Los deportados fueron enviados a las islas Filipinas, las islas Marianas, las islas Canarias y a los presidios de África. También hubo una activa propaganda intelectual contra la Primera Internacional. De 1870 a 1876, aparecieron cerca de 30 folletos atacándola. En 1872 se fundó la revista La Defensa de la Sociedad, cuyo subtitulo era Revista de intereses permanentes y fundamentales contra las doctrinas y tendencias de la internacional.

En 1879 se celebró en Barcelona un Congreso Obrero que culminó con la creación de la Federación Española de la Asociación Internacional de Trabajadores, que mantuvo una línea anarquista frente a la federación madrileña, que defendía una línea marxista. La asociación de Madrid sería expulsada en 1872. Este sería el germen de la Nueva Federación Madrileña, que daría paso a su vez al nacimiento del Partido Socialista Obrero Español.

“El desarrollo que tuvo entre 1870 y 1874 la Federación de la Región Española, así como entre 1880 y 1888 la Federación de Trabajadores de la Región Española, es buena muestra del avance del movimiento obrero.” (Vadillo, 2010, p. 12)

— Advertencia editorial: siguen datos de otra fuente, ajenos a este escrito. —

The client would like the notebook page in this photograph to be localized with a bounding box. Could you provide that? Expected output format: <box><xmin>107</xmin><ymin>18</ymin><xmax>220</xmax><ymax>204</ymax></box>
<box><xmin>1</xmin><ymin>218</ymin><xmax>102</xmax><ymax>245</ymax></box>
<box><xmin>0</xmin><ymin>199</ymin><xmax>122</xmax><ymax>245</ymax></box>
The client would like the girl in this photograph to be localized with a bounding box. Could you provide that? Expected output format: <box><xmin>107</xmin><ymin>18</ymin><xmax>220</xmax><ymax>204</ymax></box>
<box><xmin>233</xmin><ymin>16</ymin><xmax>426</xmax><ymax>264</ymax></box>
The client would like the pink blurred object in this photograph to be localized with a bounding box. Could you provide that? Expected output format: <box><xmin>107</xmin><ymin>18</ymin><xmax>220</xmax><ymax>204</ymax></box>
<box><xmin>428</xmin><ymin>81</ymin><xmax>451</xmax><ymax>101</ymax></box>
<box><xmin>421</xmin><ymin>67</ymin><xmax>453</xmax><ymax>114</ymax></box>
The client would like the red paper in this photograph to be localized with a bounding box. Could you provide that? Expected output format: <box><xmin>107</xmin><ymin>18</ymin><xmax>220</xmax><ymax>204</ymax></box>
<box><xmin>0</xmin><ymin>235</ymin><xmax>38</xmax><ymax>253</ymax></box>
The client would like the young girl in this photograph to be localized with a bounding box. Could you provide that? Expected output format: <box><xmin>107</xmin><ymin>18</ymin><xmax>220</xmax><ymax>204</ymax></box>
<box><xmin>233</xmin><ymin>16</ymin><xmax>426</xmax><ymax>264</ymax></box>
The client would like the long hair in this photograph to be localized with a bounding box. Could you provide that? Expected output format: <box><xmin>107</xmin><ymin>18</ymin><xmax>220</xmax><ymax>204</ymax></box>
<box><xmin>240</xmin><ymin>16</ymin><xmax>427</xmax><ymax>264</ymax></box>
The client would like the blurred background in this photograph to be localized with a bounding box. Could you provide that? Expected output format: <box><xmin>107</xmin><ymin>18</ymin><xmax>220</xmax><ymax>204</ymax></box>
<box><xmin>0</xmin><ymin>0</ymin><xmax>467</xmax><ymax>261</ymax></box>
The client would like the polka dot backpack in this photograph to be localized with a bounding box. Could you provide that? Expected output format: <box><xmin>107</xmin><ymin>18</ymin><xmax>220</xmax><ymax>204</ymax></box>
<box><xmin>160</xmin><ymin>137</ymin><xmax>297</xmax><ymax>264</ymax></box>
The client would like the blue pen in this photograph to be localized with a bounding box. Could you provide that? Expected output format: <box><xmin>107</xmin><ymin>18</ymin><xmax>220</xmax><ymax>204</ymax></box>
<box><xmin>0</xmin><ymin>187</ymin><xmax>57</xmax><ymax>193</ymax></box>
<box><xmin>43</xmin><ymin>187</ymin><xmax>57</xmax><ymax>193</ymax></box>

Gran parte del crédito del avance de la organización obrera se debe a los socialistas que, a través de periódicos y entidades de tipo cultural, denunciaban la explotación capitalista y difundían los ideales del socialismo utópico.

En 1847 había sido fundada en Madrid la institución cultural obrera Velada de Artistas, Artesanos, Jornaleros y Labradores (luego, Fomento de las Artes). De aquí saldrían los primeros grupos madrileños de la Internacional.

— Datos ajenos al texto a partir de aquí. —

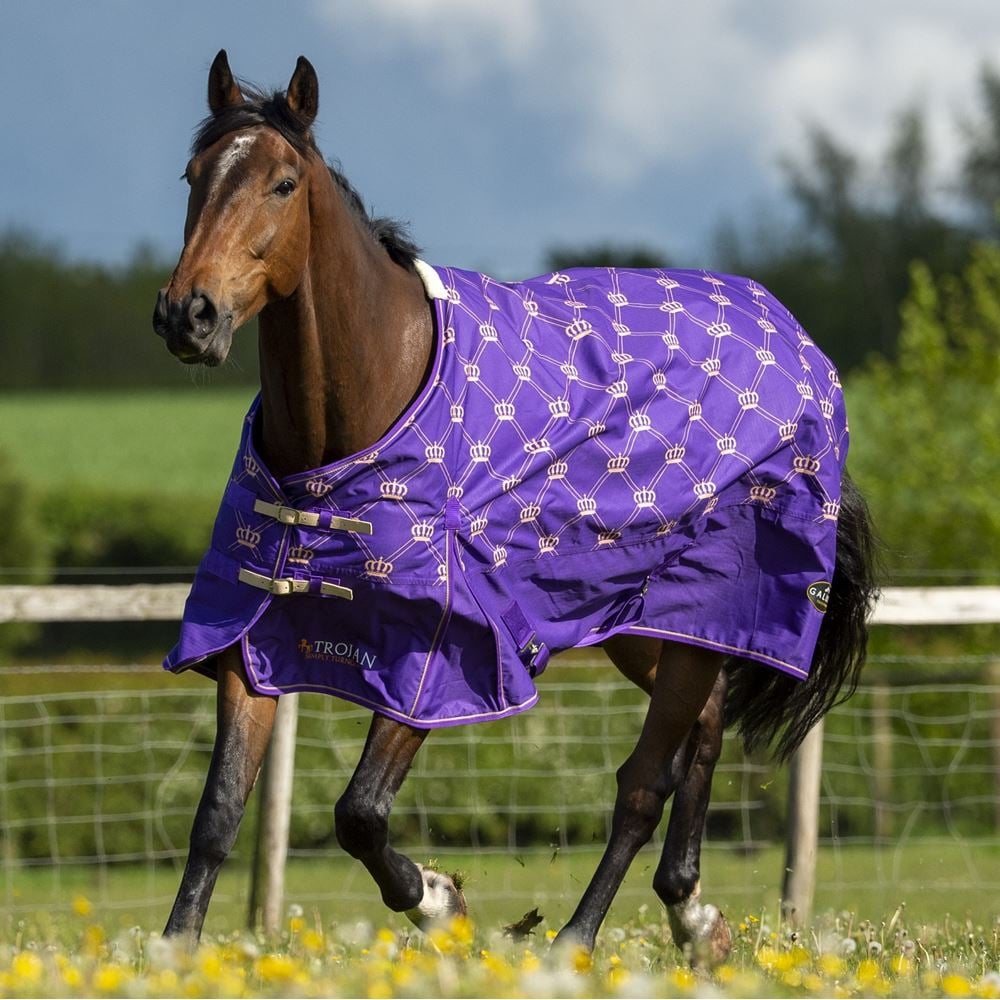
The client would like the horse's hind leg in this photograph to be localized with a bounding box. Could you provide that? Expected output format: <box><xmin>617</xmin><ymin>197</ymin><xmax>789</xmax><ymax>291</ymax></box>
<box><xmin>335</xmin><ymin>714</ymin><xmax>467</xmax><ymax>927</ymax></box>
<box><xmin>656</xmin><ymin>671</ymin><xmax>732</xmax><ymax>967</ymax></box>
<box><xmin>555</xmin><ymin>641</ymin><xmax>724</xmax><ymax>951</ymax></box>
<box><xmin>164</xmin><ymin>646</ymin><xmax>277</xmax><ymax>940</ymax></box>
<box><xmin>605</xmin><ymin>637</ymin><xmax>732</xmax><ymax>964</ymax></box>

En 1861 un grupo de trabajadores republicanos fundan en Barcelona el Ateneo Catalán de la Clase Obrera que, después de la Revolución de 1868, pasará a ser dirigido por seguidores de la Primera Internacional. En esa ciudad, los clubes políticos de carácter progresista y demócrata comienzan a atraer a los obreros madrileños.

Las divisiones internas entre anarquistas y marxistas dificultarán, de todos modos, el progreso de la organización obrera española. Al mismo tiempo, la burguesía y la nobleza, que veían a la Federación Regional Española como una amenaza seria, comenzaron a tomar medidas cada vez más duras para frenar el avance de la organización obrera.

“Durante la Primera República Española, con su política permisiva hacia el movimiento Obrero, la Federación Regional Española va a conocer un período de esplendor, que sin embargo se verá cercenado con la llegada de la Dictadura de Serrano (1874) que prohibirá la Federación Regional Española que acabará disolviéndose.” (CATEDU, s/f, p. 11)

Los anarquistas también se organizaban. En diciembre de 1872 se llevó a cabo un Congreso Nacional en Córdoba al que, representados o adheridos, acudieron 331 Secciones y 25.601 afiliados.

Los marxistas, por su parte, organizarían su propio Congreso Nacional en Toledo un año después, pero en este encuentro sólo estuvieron representadas cinco de las doce Federaciones locales.

Con la Restauración se ilegalizaron las asociaciones obreras pero esto cambiaría con la subida al poder de los liberales en 1881. Para entonces, los movimientos socialistas, marxistas y anarquistas proliferaban en Barcelona, Madrid, Asturias, Vizcaya y, con rasgos agraristas, en Andalucía.

Pero eran tres las regiones donde con más fuerza se percibe el paso de las antiguas formas de dominación del viejo régimen a un esquema de lucha de clases en el marco de una economía capitalista.

En Cataluña, el País Vasco y, en menor medida, Asturias se estaban configurando “unas relaciones de producción más modernas que se diferenciaban netamente de las del resto de España.” (Núñez de Arenas y Tuñón de Lara, 1979, p. 38)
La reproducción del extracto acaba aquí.